Climate change mitigation
Climate change mitigation consists of actions to limit global warming and its related effects. This involves reductions in human emissions of greenhouse gases (GHGs) as well as activities that reduce their concentrations in the atmosphere.
Fossil fuel combustion accounts for 89% of all CO2 emissions and 68% of all GHG emissions.[3] The most important challenge is to eliminate the use of coal, oil and gas and substitute them with clean energy sources. Due to massive price drops, wind power and solar photovoltaics (PV) are increasingly out-competing oil, gas and coal though these require energy storage and improved electrical grids. Once that low-emission energy is deployed at large scale, transport and heating can shift to these mostly electric sources.
Mitigation of climate change may also be achieved by changes in agriculture, reforestation and forest preservation and improved waste management. Methane emissions, which have a high short-term impact, can be targetted by reductions in cattle and more generally by reducing meat consumption.
Political and economical responses include carbon taxes and other emission pricing models, abolishing fossil fuel subsidies, simplified regulations for the integration of low-carbon energy and divestment from fossil fuel finance.
Almost all countries are parties to the United Nations Framework Convention on Climate Change (UNFCCC). The ultimate objective of the UNFCCC is to stabilize atmospheric concentrations of GHGs at a level that would prevent dangerous human interference with the climate system. In 2010, Parties to the UNFCCC agreed that future global warming should be limited to below 2 °C (3.6 °F) relative to the pre-industrial level. With the Paris Agreement of 2015 this was confirmed.

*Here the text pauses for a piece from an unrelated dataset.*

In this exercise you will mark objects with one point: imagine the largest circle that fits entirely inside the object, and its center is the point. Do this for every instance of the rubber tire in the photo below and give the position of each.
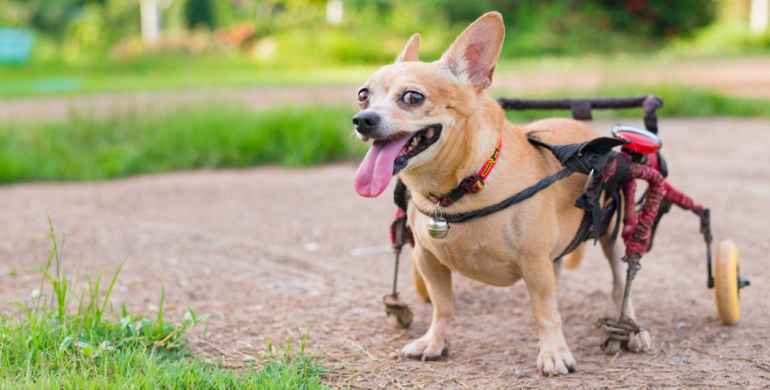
(726, 271)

With the Special Report on Global Warming of 1.5 °C, the International Panel on Climate Change has emphasized the benefits of keeping global warming below this level.[10] Emissions pathways with no or limited overshoot would require rapid and far-reaching transitions in energy, land, urban and infrastructure including transport and buildings, and industrial systems. Pathways that aim for limiting warming to 1.5°C by 2100 after a temporary temperature overshoot rely on large-scale deployment of carbon dioxide removal (CDR) measures, which are uncertain and entail clear risks.
The current trajectory of global greenhouse gas emissions does not appear to be consistent with limiting global warming to below 1.5 or 2 °C despite the limit being economically beneficial globally and to many top GHG emitters such as China and India.